Needless to say, my Twitter mentions were a mess.
To be clear, my interview with Labrie was no journalistic feat. I did not have to "work" a source, scour databases, or obtain any documents. I just happened to run into a famous convicted sex criminal on a busy train line—one that, by his own account, he rode regularly. I'm not sure I can even take credit for the fact that Labrie opened up to me: According to prosecutors, he was just as chatty with a woman who sold him a bus ticket.
But for better or for worse, I was now a part of this story that had fascinated me—and much of America—amid an intense national conversation about sexual assault.
I wrote after our train ride that Labrie's rejection of generous plea deals in the face of massive evidence that he had penetrated the 15-year-old girl (he denied they ever actually had sex) was arrogant. I also found Labrie taking the stand and, by the jury and judge's account, lying over and over again, to be eerie, even by the standards of criminal trials. This latest revelation—that, post-conviction, Labrie was regularly breaking the conditions of his bail—serves only to add an additional layer to the young man's already substantial hubris.
At the bail hearing Friday, Labrie's attorney Jaye Rancourt admitted he was breaking curfew but claimed the trips were to obtain legal counsel and to make in-person visits to supplement his online education. Though Labrie did tell me he was being privately mentored, Rancourt claimed the story he told me and the woman who sold him the bus ticket—that he was going to Cambridge to visit his girlfriend—was a lie.

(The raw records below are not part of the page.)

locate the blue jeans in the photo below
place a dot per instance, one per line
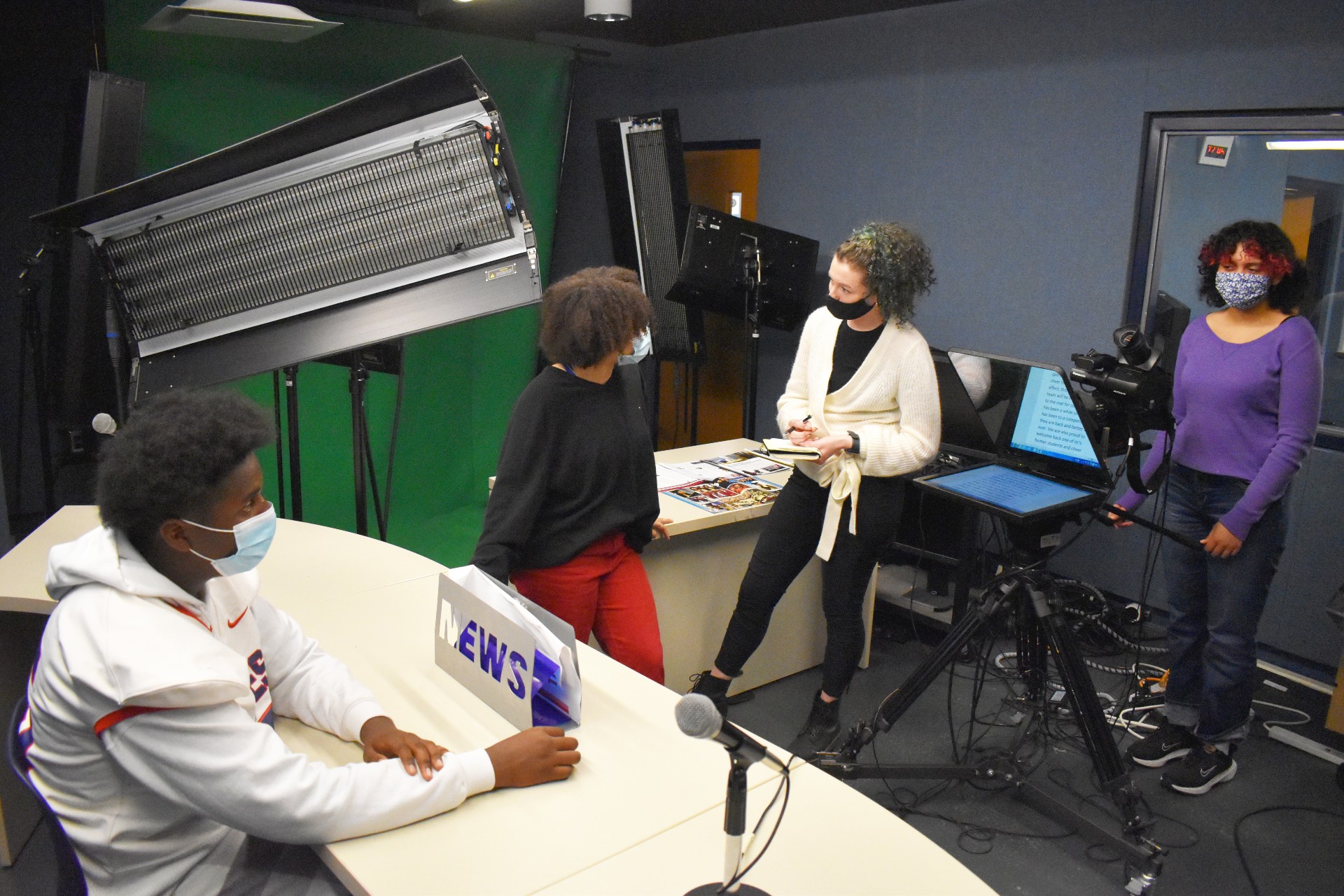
(1215, 606)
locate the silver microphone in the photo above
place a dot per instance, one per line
(696, 718)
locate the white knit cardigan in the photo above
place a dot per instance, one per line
(891, 405)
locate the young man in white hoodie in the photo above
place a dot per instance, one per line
(162, 671)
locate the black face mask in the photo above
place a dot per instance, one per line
(848, 311)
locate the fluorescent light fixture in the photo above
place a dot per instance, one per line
(1304, 144)
(239, 19)
(606, 10)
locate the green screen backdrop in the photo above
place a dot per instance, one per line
(461, 382)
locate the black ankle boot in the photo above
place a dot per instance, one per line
(717, 690)
(820, 731)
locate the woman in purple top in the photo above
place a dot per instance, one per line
(1246, 400)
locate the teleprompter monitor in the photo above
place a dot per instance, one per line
(1049, 463)
(711, 272)
(962, 430)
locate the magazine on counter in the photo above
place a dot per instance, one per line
(722, 484)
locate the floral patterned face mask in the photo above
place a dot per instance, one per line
(1241, 290)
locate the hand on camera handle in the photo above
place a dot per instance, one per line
(1219, 542)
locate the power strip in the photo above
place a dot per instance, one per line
(1306, 745)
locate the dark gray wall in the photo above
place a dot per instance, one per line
(1008, 132)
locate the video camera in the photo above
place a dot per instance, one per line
(1132, 391)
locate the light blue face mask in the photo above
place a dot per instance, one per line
(253, 538)
(643, 343)
(1241, 290)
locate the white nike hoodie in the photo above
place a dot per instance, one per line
(152, 727)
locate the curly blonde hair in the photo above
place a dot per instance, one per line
(895, 264)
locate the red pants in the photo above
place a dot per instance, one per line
(604, 592)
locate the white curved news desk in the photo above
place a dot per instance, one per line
(643, 813)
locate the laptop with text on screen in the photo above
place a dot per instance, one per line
(1047, 457)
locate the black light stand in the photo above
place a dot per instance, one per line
(33, 359)
(296, 488)
(749, 251)
(1042, 631)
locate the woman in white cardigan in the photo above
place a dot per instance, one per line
(863, 393)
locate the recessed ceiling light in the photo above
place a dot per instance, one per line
(606, 10)
(1304, 144)
(238, 19)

In fact, he was protecting his academic endeavors, she explained to the judge. And the reason she did not ask to extend his curfew for these visits was, she said—gesturing behind her to the room packed with reporters—out of fear for the media attention the trips might garner. If his traveling pattern was publicized, Rancourt told the judge, there was a possibility that someone might try to harm her client.
The lawyer also released a statement in a court filing asserting that my conversation with Labrie was "off the record" and that I had "accosted" him, when the reality is that I introduced myself as a reporter, he greeted me warmly, and at no time did we discuss going off the record.
In the end, Judge Larry Smukler decided that it didn't matter why Labrie was breaking curfew—just that he did. Citing Labrie's "credibility" issues throughout the trial, he concluded that Labrie brought his fate upon himself. "You made the decision," Smukler told him.
In some ways, the St. Paul's rape trial has taken on the feel of a Greek drama. Labrie, the son of a schoolteacher and a landscaper, was the brilliant young student accepted into an elite circle of world leaders in training. These students are taught that they are the exception, that the rules need not always apply, and when the hand of accountability does come down, to "deny till you die," as a saying among Labrie's peers went.
Without the wealth enjoyed by many of his classmates, Labrie apparently clung to alternative measures of social standing in a place where success is measured on one hand by self-sacrifice, and on the other by how many underclass girls you can bang. Bonus points for sisters. Ultimately, that was his undoing.